If you pass a variable by “value” instead, the app will create a copy of the object and all of its values and then pass in the copy. The original will not be touched. If you have an array of 1,000,000 elements, it obviously becomes a pretty expensive memory copy to duplicate an array of 1m objects, so commonly people will just pass in the memory address of the object instead of the object itself. A memory address is only 4 bytes on a 32bit system, 8 bytes on a 64 bit system, so it is much lighter to pass that around, right? Pointers and references kind of go hand in hand with each other. You can say that a reference is really just an “address” to an object, but not the object itself. To use the address, you need to know what kind of data it represents. Whether you have an address to an integer or a massive array, or a class, the address is always the same size.
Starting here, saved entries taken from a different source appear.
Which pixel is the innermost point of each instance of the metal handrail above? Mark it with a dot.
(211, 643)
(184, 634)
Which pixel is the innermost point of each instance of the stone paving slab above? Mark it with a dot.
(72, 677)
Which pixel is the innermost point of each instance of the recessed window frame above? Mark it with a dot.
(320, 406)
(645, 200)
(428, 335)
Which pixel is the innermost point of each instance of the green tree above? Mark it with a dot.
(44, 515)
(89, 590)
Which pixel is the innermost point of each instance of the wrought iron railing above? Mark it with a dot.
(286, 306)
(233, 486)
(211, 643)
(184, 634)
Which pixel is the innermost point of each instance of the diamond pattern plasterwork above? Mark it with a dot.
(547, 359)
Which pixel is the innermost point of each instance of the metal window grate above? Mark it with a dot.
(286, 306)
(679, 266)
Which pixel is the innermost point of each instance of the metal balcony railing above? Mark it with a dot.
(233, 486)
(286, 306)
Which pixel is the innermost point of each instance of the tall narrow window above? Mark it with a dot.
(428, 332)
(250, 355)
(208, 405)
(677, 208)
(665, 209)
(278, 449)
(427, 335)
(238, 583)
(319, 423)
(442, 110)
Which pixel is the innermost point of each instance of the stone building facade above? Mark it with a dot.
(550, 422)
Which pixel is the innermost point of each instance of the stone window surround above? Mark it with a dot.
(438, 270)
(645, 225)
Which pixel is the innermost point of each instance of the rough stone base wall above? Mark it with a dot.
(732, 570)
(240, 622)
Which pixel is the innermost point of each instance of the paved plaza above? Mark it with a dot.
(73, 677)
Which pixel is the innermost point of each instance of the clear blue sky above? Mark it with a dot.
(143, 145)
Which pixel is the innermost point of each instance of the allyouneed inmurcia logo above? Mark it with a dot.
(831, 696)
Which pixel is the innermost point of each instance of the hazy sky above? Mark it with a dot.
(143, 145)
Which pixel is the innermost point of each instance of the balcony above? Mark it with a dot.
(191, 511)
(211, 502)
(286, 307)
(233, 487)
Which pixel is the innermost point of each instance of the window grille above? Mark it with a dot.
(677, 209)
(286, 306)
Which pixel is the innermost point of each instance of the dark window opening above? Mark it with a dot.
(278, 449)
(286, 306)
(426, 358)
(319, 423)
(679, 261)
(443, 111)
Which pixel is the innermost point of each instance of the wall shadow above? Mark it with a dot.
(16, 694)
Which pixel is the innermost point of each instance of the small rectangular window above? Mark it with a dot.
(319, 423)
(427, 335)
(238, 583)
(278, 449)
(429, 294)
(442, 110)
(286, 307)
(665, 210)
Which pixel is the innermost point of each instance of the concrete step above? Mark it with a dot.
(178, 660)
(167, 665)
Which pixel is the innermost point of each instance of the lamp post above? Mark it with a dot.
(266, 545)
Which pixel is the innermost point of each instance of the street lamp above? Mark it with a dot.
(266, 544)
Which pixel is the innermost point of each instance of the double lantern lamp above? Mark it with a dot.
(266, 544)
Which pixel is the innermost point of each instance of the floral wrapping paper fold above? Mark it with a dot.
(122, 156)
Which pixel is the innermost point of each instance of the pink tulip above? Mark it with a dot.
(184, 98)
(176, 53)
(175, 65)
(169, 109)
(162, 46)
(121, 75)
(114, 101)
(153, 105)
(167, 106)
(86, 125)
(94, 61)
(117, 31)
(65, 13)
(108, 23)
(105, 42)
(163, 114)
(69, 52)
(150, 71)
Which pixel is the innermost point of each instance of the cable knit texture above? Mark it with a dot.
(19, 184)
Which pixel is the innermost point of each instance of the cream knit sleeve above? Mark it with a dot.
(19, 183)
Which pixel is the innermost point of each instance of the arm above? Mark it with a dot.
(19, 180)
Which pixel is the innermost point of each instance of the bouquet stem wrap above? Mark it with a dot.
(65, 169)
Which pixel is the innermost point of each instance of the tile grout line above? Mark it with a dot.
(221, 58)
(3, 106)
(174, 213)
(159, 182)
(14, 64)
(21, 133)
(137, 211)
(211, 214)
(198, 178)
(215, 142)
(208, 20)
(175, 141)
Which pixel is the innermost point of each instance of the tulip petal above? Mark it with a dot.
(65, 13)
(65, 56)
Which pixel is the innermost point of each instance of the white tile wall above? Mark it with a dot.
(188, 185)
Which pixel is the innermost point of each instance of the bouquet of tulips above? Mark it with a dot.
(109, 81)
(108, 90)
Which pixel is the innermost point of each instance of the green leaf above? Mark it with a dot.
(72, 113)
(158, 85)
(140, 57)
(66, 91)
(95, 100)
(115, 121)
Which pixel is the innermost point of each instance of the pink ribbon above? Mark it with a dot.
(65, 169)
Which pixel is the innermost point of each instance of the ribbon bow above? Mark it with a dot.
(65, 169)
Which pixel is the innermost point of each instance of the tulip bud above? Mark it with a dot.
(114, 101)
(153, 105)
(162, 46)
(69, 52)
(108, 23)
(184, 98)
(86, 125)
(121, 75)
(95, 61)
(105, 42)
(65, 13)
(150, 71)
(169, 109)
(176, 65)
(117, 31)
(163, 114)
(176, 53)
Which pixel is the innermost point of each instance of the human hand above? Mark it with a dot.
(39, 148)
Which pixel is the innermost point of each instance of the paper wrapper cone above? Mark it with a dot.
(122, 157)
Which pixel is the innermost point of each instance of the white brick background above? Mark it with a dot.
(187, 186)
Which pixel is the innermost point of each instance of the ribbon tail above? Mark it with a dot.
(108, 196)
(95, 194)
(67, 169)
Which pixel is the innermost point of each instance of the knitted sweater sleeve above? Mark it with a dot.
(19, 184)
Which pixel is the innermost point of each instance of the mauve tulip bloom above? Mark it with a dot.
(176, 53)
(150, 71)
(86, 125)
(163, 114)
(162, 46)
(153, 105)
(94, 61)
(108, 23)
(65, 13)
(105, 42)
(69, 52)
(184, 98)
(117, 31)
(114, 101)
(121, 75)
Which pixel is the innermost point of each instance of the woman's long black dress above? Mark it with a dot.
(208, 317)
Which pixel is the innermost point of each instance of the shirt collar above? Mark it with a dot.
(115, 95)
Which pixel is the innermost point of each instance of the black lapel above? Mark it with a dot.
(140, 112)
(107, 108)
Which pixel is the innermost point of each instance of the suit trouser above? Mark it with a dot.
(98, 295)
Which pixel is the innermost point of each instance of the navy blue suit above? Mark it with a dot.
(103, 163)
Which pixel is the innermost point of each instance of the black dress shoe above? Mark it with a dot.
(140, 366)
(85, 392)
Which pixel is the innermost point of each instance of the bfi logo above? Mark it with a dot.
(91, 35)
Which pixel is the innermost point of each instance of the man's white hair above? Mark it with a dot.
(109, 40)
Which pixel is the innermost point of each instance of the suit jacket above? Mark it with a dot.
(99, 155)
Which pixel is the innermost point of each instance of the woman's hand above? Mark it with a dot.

Commonly you’ll dereference an address (such as with a pointer), which means that you’re working with the address data instead of the address itself.
So in theory, you could pass in pointers or references to a function and the function can do a bunch of logic to read or modify the data, and in theory it would be a processed “output”. If you want to see multiple output nodes in a blueprint node, you can either pass in function parameters by reference, or pass in a struct which contains your variables. For reference, look at the “LineTrace()” function and how it passes an FHitResult struct as an output.